You’re probably wondering about the quality of the XML structure itself. By volume, the bulk of data that comes into Gnip validates out of the box. Shocking, but true. As you could probably guess, most of our energy is spent resolving the above data quality issues. The unfortunate reality for Gnip is that the “edge” cases consume lots of cycles. As a Gnip consumer, you get to draft off of our efforts, and we’re happy to do it in order to make your lives better.

If everyone would clean up their data by the end of the day, that’d be great. Thanks.

Q(ueue), R, S, T, U, V…

queue

As software evolves, you constantly adjust your view from forest perspective, to tree perspective. Recently we’ve been stepping back from our Polling infrastructure to get the forest view. Today we spent the afternoon revisiting initial requirements, considering new requirements, and doing whiteboard math around sweet spots on curves. The conversation reminded me of a meeting we had with Bob Pasker nearly ten months ago.

We met with Bob as part of an investor’s due diligence process; Bob prodded us to a) opine on whether or not we were solving a worthy problem, and b) opine on whether or not we, as a team, were worth the investment risk (the investor gave us the money). Within sixty seconds of sitting down with him, he stopped our pitch and blurted out “you’re a queue!” In so many ways he was right. I’ve always thought about Gnip as a series of pipes that yield a message bus, but today we were visited by the queuing theory ghosts of implementations past. If you look at our architecture from a distance, we have several queues in the system. If you’ve ever worked with a multi-queue system, you’ve grappled with some of our challenges.
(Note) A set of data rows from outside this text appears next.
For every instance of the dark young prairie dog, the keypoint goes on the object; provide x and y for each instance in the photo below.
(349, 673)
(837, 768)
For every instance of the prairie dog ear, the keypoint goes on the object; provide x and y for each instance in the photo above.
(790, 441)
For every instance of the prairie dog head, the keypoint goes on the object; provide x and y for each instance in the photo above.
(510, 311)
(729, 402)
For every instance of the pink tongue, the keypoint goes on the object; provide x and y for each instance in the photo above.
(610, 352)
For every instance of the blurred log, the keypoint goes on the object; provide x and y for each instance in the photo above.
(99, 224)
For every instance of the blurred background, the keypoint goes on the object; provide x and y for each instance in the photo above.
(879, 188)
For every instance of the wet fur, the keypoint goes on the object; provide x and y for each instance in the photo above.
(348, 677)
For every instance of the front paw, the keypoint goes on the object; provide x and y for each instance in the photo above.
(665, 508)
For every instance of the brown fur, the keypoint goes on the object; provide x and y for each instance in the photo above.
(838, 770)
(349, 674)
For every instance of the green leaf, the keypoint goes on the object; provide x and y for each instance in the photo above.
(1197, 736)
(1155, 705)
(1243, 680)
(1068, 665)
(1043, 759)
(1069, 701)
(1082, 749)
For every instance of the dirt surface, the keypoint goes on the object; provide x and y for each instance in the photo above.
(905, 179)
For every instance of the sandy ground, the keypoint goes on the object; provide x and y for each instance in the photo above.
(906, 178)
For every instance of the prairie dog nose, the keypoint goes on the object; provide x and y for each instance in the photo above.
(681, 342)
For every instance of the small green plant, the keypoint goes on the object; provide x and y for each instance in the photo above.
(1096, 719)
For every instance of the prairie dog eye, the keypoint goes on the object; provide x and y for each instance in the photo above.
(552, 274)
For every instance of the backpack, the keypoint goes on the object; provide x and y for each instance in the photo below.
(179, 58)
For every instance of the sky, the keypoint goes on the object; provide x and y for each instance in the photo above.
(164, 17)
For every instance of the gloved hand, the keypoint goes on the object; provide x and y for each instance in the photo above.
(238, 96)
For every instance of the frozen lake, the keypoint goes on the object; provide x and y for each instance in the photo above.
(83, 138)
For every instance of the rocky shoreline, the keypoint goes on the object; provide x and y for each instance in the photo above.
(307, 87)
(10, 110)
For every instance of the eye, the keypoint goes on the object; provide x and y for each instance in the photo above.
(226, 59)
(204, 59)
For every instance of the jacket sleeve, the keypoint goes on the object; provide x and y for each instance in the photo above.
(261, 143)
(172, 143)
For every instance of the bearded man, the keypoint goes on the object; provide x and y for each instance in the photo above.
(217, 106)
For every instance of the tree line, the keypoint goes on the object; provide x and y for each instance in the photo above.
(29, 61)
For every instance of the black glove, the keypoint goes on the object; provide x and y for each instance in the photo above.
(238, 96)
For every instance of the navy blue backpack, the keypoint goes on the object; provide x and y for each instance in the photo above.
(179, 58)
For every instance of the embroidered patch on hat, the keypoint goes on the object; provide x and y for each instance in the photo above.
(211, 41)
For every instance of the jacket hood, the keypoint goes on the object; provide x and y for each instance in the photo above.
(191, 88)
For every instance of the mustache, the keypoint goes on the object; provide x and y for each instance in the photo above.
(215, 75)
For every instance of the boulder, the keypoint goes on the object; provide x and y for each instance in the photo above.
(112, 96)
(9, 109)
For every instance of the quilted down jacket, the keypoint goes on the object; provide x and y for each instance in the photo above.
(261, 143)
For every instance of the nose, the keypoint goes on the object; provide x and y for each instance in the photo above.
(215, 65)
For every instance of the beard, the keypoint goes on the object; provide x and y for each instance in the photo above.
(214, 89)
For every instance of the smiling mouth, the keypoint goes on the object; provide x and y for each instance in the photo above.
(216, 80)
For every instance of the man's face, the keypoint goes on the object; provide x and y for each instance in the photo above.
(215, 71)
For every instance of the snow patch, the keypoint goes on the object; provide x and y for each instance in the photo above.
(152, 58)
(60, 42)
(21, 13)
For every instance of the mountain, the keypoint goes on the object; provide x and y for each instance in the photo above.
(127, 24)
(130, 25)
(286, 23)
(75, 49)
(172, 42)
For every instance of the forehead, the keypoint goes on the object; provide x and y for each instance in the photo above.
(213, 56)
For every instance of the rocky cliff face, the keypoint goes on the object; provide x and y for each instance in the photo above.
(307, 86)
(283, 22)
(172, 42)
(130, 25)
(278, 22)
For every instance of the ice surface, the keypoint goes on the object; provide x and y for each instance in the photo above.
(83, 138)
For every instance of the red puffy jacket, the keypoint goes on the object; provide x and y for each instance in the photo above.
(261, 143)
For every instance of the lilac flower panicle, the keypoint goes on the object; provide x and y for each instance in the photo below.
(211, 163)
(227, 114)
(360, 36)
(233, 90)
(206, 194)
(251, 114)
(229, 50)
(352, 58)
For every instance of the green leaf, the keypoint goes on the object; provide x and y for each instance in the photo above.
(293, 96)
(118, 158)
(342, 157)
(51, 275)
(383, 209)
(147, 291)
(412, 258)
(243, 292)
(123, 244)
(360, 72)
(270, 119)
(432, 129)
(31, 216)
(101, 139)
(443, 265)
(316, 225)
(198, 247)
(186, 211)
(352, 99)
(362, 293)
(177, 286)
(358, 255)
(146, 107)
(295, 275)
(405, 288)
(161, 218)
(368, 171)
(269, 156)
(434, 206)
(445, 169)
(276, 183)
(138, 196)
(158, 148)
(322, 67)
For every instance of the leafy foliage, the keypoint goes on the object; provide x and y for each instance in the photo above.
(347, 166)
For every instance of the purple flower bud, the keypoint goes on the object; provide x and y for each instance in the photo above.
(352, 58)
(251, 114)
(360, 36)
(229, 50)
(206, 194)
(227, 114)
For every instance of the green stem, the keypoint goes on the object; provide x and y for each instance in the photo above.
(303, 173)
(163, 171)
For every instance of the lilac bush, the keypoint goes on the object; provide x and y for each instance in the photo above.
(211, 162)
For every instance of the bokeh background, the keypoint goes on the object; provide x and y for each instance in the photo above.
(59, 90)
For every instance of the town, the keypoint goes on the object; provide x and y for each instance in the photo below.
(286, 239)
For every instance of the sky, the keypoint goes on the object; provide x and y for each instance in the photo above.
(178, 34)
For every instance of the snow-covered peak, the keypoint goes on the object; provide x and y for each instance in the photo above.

Managing the flow of data, in “real-time,” from point A, to point N, in a reliable manner, means you’re queuing it up along the way at various points. At each processing stage, you queue the data, and digest it (usually FIFO for Gnip). The particular challenges we faced today were around queuing constraints in our Polling model. Linear, in process, FIFO queues are relatively straightforward (though complex in and of themselves when “pushes” outstrip “pops” for long durations). However, when you start prioritizing queue entries (changing the natural FIFO order), and adding rate limitations on “pops,” things get more challenging. When you start distributing queue “pop” consumption (e.g. worker threads) across NICs, you really start to feel the joy.

Gnip has a typical scheduler/job processing pattern in our Polling infrastructure. We push jobs on a queue in a prioritized manner, then off-box workers pop those jobs off the queue for processing. Currently those job processors are “dumb;” they know nothing other than how to process the job they just acquired. Getting that distributed grid of independently aware/scheduled job processors to coordinate and have shared state is the fun challenge du-jour at Gnip.

Another general queuing pattern challenge arises when queues become overwhelmed due to a pause in processing downstream. Whether the pause is caused by a node outage, or a flood in “pushes,” queue backup in an automated job creation environment can yield phenomenal data build up. Imagine inbound data from a given Publisher arriving at a rate of 30 messages/sec. For every minute of processing that doesn’t occur, 1,800 messages backup on the queue. General traffic ebb-and-flow isn’t such a big deal as you build your system to grow/shrink accordingly, but when there are major issues (a network outage downstream, a bug, a crash, whatever), physical hardware limitations come into view. Trade-offs between data-loss (dropping data to keep things alive) and chaining “store and forward” queues several levels deep have to be made. Operationally at Gnip, we’ve had to drop data at times, and at others we’ve had to build additional queuing layers where queue backup is more common.

Just another day in the life of shuffling data around the network.